E só neste parágrafo verifico quão grande é a minha santa ignorância acerca dos "pitéus" da nossa querida Guiné... Cito o teu poste:

"As populações do interior, carentes de legumes, deitam mão ao que podem cultivar ou comprar a baixo custo: baguiche, candja, djagatu, que acompanham o arroz e mafé. Quem percorre o mercado de Bandim, o mais completo de toda a Guiné-Bissau, pode encontrar o apetitoso djorontche (camarão seco moído, ou mesmo o netetu (sementes de alfarroba secas e trituradas). As populações das zonas costeiras (caso dos bijagós, balantas, felupes e manjacos) têm um elevado consumo de frutos do mar e de peixe, apreciam imenso o caranguejo, as ostras, o combé, o lingron, o gandim ou karmussa. Quando regressei da Guiné, em Dezembro último, trouxe “escalada”, há quem lhe chame o bacalhau da Guiné, fede que se farta, vem embrulhado em vários sacos de plástico e dentro de uma caixa de cartão hermeticamente selada. Mas há mais cheiros intensos e outros paladares típicos como o kasseké, o djorontche, obtidos por métodos artesanais de conservação dos pescados e dos mariscos" (...)

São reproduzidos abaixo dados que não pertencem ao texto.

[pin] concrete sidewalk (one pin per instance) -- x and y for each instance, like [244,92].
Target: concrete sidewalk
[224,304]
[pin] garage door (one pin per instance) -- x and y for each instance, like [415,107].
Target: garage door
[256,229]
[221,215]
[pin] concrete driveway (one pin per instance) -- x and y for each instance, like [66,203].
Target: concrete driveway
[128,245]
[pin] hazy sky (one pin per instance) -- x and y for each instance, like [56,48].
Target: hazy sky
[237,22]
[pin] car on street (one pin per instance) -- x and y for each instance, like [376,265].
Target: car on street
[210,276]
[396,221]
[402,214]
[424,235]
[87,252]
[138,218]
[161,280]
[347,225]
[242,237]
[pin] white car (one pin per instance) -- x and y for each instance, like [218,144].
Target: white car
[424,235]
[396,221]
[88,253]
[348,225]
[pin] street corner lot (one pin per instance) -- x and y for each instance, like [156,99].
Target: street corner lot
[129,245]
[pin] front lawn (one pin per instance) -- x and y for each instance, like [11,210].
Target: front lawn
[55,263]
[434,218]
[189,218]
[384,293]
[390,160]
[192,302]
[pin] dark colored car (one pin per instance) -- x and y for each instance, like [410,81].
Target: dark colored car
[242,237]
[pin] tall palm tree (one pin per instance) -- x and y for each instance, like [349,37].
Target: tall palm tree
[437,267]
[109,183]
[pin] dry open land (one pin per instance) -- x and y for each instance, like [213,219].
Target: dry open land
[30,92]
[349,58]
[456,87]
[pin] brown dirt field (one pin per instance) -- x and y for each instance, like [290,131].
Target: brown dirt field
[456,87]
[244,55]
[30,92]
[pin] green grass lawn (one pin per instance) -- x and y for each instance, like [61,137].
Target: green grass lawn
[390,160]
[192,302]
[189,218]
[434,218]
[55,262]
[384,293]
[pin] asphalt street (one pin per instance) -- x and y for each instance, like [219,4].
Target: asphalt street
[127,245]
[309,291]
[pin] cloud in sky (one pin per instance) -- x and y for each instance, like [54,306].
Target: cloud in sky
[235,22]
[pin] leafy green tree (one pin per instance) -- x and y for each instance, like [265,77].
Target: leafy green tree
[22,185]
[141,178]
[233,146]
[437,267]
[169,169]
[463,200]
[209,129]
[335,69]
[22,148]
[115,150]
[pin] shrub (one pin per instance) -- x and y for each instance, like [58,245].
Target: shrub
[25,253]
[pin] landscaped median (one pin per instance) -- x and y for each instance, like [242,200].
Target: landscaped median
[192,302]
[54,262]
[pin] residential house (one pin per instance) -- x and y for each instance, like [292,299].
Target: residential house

2. E já que falas do Museu Nacional de Etnologia (que é dirigido pelo meu amigo e antropólogo Joaquim Pais de Brito), chama-me dizer-te quanto lamento ser tão pouco conhecido dos portugueses, em geral, e dos nossos camaradas, em particular... É um espaço fabuloso, que merece uma visita, ao domingo de manhã, que é de borla...

"Criado em 1965, o Museu Nacional de Etnologia acolhe, de acordo com o seu âmbito universalista, colecções de variados países. De entre elas destacam-se as que resultaram de sucessivas campanhas de recolha efectuadas em Portugal, contemplando a alfaia agrícola e demais instrumentos de trabalho e séries de objectos ligados à vida rural portuguesa. Do seu vasto acervo destacam-se ainda as colecções africanas, representativas de povos e culturas de Angola, Moçambique, Cabo-Verde, Guiné-Bissau, Mali, Costa do Marfim, Gana, Nigéria e Camarões; e importantes colecções representativas dos Índios da Amazónia, Indonésia, Timor e Macau".

http://www.mnetnologia-ipmuseus.pt/

Antº Rosinha disse...

A falta de adaptação à alimentação africana, tanto como os misseis strella, foi um dos pontos mais fracos do exército colonial em África.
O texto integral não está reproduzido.